No one doubts Israel’s need to defend its borders. I don’t have an issue with using the necessary tools at Israel’s disposal to prevent danger to Israel’s citizens including, where necessary, lethal force. That’s one of the essential duties of any government.
But Gaza is not a separate entity from Israel; rather, it is an area under our control. The question in relation to Gaza is about whether Israel’s use of force was out of proportion to the security threat posed by the demonstrators, not whether those shot were Hamas members or otherwise. We believe that the use of live ammunition against unarmed people was disproportionate and fundamentally immoral.
But the key point is that this was another instance that shows the inevitability of violence when one people occupies another for more than fifty years. It is the underlying policy that needs to be addressed if there is to be any non-violent and sustainable resolution to the conflict.
What backlash have you gotten for joining breaking the silence from friends and family and the wider community?
I am fortunate to have a supportive family, even amongst those members who do not share all of my opinions. Most Israelis want to live in a country that upholds the highest moral values. Most Diaspora Jews want Israel to do the same. The political fringes may prefer to run slanderous or threatening campaigns against us, but those who come in contact with us overwhelmingly understand and appreciate the work we do and our commitment to Israel’s future.

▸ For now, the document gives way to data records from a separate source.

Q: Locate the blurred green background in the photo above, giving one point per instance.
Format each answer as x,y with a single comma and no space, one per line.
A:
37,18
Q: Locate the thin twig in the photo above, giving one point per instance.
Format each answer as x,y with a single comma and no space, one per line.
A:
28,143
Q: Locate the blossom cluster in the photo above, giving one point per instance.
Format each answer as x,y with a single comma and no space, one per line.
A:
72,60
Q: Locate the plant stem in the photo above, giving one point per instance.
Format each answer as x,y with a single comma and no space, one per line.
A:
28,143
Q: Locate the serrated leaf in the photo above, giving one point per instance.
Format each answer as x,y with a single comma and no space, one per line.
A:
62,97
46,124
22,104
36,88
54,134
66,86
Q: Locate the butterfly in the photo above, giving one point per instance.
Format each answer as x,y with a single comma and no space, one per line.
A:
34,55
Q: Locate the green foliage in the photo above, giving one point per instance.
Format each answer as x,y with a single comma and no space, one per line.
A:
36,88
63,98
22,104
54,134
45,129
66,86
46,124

Has BTS itself ever reported any of the allegations it raises to Israel’s Military Attorney General? If not, why not?
We do not see ourselves as having a role in disciplining individual soldiers; our concern is not with the individuals who in many cases are following lawful orders. Our mission is to expose the realities of the indignity and injustice in occupying people for more than 50 years, including the heavy price paid by Israeli servicemen and women and Israeli society more broadly, with the ultimate goal of bringing about a change of government policy and ending the occupation. It is the government, not the IDF, that has the power to make these changes, and so advocating against the government’s current policy is our focus.
While our mission does not bring us to try to indict soldiers, it is clear that the military legal system is deeply inadequate. Israeli NGO “Yesh Din” recently published that in 2016, some 300 complaints were filed against Israeli soldiers who harmed Palestinians. 40% of these complaints involved shooting and 34% involved other violent incidents. Of the complaints filed, only 5 led to indictments, while 79% of complaints were never even investigated.